Compared to the £5 million projects spanning 2-3 years that ARIA usually funds, £500,000 is small change. But that was the idea, says Rowstron: It’s an experiment on ARIA’s part too. By funding a range of projects for a short amount of time, the agency is taking the temperature at the cutting edge to determine how the way science is done is changing, and how fast. What it learns will become the baseline for funding future large-scale projects.   

Rowstron acknowledges there’s a lot of hype, especially now that most of the top AI companies have teams focused on science. When results are shared by press release and not peer review, it can be hard to know what the technology can and can’t do. “That’s always a challenge for a research agency trying to fund the frontier,” he says. “To do things at the frontier we’ve got to know what the frontier is.”

For now, the cutting edge involves agentic systems calling up other existing tools on the fly. “They’re running things like large language models to do the ideation, and then they use other models to do optimization and run experiments,” says Rowstron. “And then they feed the results back round.”
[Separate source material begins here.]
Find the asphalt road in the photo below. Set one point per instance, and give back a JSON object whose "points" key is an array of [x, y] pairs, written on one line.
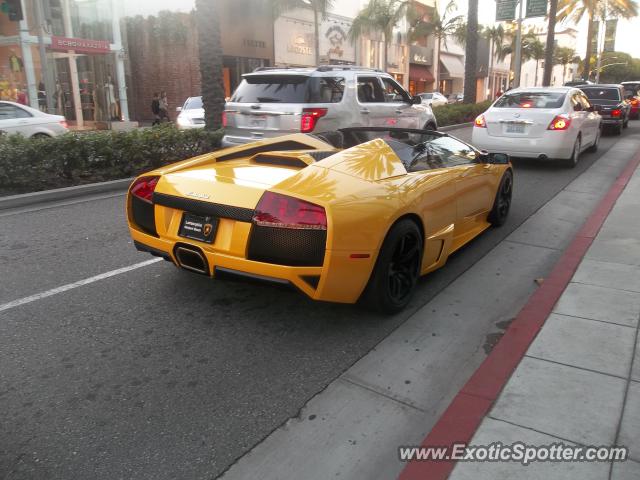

Rowstron sees the technology stacked in tiers. At the bottom are AI tools designed by humans for humans, such as AlphaFold. These tools let scientists leap-frog slow and painstaking parts of the scientific pipeline but can still require many months of lab work to verify results. The idea of an AI scientist is to automate that work too.  

AI scientists sit in a layer above those human-made tools and call those tools as needed, says Rowstron. “But there’s a point in time —and I don’t think it’s a decade away —where that AI scientist layer says, ‘I need a tool and it doesn’t exist,’ and it will actually create an AlphaFold kind of tool just on the way to figuring out how to solve another problem. That whole bottom zone will just be automated.”

That’s still some way off, he says. All the projects ARIA is now funding involve systems that call existing tools rather than spin up new ones.

There are also unsolved problems with agentic systems in general, that limits how long they can run by themselves without going off track or making errors. For example, a study, titled “Why LLMs aren’t scientists yet”, posted online last week by researchers at Lossfunk, an AI lab based in India, reports that in an experiment to get LLM agents to run a scientific workflow to completion, the system failed 3 out of 4 times. According to the researchers, the reasons that the LLMs broke down included changing the initial specification and “overexcitement that declares success despite obvious failures.”

“Obviously, at the moment these tools are still fairly early in their cycle and these things might plateau,” says Rowstron. “I’m not expecting them to win a Nobel Prize.”

“But there is a world where some of these tools will force us to operate so much quicker. And if we end up in that world, it’s super important for us to be ready.”